Inspiration
Music producers face a fundamental disconnect between musical intent and DAW execution. When they think "make the bass line more syncopated" or "add a ii-V-I turnaround in bars 9 through 12," they have to manually translate that into dozens of precise mouse clicks in a piano roll. It's slow, it breaks creative flow, and it creates a steep skill barrier for newer producers.
Existing AI music tools don't solve this. Generative tools like Suno and Udio produce finished audio from prompts so you lose all creative control and can't edit what comes out. DAW assistants like DAWZY and Ableton Copilot MCP handle DAW level operations like track management and FX routing, but they never touch the actual notes. The gap we kept seeing was that no tool lets a producer conversationally edit MIDI data inside their real DAW with note-level precision.
We wanted to essentially build Cursor for music production - an AI copilot that sits alongside REAPER and translates musical intent into precise MIDI operations, while the producer stays in their familiar workflow.
What it does
Reaper AI is a chat based sidecar app that runs alongside REAPER. You describe what you want: a genre, a mood, an emotion, Twinkle Twinkle Little Star, and the AI builds a full production in real time including chord progressions, bass lines, drum patterns, melodies, instrument plugins, and a complete FX chain. It understands musical context, so "dark cinematic beat" produces a different key and feel than "happy pop track."

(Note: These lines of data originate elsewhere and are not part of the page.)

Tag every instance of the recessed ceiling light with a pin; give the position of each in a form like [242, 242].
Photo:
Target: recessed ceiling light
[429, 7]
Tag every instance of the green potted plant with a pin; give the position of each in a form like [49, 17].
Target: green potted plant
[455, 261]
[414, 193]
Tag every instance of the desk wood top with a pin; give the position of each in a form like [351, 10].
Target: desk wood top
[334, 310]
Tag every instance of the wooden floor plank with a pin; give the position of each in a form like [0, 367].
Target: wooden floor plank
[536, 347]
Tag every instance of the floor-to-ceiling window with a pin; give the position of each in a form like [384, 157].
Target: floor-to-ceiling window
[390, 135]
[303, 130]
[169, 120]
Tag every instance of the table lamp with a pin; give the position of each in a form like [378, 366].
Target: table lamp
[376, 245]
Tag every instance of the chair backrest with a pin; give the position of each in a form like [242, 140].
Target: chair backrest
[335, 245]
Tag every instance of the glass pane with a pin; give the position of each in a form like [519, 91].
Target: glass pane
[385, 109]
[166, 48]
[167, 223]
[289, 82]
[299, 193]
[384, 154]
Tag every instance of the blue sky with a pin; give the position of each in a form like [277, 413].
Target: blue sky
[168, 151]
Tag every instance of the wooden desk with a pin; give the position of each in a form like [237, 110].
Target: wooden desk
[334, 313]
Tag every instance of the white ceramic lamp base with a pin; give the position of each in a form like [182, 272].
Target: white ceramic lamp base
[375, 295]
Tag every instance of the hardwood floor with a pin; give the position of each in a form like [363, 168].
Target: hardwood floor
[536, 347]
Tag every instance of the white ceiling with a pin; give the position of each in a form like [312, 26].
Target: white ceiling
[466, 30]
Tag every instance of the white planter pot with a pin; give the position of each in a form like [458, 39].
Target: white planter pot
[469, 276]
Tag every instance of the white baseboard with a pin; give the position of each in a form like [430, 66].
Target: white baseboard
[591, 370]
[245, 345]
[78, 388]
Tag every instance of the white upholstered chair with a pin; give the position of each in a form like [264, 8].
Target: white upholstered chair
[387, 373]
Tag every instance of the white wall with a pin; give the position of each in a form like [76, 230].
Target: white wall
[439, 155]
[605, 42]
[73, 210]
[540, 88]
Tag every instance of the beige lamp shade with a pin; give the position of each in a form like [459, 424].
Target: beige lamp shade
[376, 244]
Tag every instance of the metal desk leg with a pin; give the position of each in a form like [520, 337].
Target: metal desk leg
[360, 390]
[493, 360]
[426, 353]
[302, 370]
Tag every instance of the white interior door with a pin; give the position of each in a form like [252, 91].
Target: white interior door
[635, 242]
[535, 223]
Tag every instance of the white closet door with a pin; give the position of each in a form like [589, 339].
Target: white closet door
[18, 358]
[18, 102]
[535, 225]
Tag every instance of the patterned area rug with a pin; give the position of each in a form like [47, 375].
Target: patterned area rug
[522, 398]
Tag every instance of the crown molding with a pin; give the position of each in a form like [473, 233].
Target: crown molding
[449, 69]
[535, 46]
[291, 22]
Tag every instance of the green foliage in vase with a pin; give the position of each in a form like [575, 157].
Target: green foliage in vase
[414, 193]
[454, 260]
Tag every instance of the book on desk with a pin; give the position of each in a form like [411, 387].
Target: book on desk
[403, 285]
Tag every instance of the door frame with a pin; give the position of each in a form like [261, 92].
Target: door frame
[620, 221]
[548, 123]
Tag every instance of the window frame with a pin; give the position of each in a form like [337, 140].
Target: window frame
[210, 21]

It also ships a real audio to MIDI transcription tool powered by Spotify's basic pitch neural network. Drop in any audio file and it transcribes the pitches directly into editable MIDI notes on a new REAPER track.
How we built it
The core challenge was getting an AI to communicate with REAPER, which has no native external API. We built a bridge where a Lua script running inside REAPER communicates with a Python server via HTTP and a shared file directory. The Python server translates requests into structured tool calls and writes responses back. This gave us reliable communication without needing a socket server or ReaPy dependency.

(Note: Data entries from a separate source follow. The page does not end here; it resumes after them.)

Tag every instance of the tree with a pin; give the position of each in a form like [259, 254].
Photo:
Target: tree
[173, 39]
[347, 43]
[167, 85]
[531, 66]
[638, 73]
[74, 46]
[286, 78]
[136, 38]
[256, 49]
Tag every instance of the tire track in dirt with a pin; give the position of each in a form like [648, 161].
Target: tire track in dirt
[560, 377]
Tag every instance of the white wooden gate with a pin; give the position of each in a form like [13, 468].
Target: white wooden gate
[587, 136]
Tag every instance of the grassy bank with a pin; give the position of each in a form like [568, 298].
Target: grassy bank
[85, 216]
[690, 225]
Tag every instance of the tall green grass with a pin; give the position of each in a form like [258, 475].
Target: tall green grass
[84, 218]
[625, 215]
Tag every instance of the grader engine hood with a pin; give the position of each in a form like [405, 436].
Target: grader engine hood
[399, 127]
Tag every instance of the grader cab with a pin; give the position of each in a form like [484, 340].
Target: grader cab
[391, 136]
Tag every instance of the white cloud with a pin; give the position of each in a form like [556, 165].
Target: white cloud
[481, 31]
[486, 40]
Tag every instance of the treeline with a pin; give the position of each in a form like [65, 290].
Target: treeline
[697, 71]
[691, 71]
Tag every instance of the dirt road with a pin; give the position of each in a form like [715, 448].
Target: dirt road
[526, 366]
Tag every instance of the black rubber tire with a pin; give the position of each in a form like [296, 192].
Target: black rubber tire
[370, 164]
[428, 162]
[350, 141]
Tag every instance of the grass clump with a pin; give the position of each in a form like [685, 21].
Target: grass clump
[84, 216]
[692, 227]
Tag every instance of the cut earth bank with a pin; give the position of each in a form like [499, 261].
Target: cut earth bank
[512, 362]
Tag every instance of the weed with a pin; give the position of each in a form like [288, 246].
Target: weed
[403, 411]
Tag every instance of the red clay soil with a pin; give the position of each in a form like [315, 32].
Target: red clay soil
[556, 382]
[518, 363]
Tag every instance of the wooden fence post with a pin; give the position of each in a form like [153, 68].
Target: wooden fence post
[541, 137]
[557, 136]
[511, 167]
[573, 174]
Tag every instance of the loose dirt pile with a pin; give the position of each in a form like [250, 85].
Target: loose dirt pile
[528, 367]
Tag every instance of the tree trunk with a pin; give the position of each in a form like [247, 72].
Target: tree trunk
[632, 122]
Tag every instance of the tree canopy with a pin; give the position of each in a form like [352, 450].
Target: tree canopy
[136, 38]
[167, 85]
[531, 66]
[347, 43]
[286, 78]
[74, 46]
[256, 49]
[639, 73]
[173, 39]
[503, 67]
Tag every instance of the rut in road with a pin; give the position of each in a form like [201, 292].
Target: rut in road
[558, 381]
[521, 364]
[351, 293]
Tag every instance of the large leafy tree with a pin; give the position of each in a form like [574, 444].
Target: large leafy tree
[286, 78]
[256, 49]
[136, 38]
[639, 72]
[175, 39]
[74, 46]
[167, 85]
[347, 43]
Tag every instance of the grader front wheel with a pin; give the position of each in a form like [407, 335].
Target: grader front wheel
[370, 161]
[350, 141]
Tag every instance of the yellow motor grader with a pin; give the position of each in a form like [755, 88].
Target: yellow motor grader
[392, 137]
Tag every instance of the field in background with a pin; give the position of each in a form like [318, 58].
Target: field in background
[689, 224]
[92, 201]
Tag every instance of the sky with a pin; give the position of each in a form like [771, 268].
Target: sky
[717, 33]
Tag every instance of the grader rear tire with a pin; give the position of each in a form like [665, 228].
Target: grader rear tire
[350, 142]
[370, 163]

On the AI side, we use Gemini 2.5 Flash via litellm with a full agentic tool calling loop. The model receives the current project state at the start of each turn and can call over 30 tools to modify the DAW. Rather than having the LLM guess at music theory, we built a custom music theory engine in Python that generates humanized MIDI note lists for chords, bass lines, drum patterns, and melodies. The AI calls these tools and passes the results directly to REAPER where they are populated. For audio transcription, we run Spotify's basic-pitch ONNX model in a Python 3.12 subprocess, convert the detected note events from seconds to beats, and drop them onto a new REAPER track. The UI is a pywebview window rendering an HTML/CSS/JS chat panel that stays on top of REAPER.
Challenges we ran into
The bridge, not the AI, was the hardest part. REAPER has no standard external API, so we built the file based bridge from scratch. Getting request and response timings reliable without miscommunication between the Lua watcher and the Python server took significant debugging. We also went through two model switches, starting on Backboard.io, hitting rate limits, moving to OpenAI, and ultimately landing on Gemini 2.5 Flash which gave us the best results for structured tool calling at the speed we needed.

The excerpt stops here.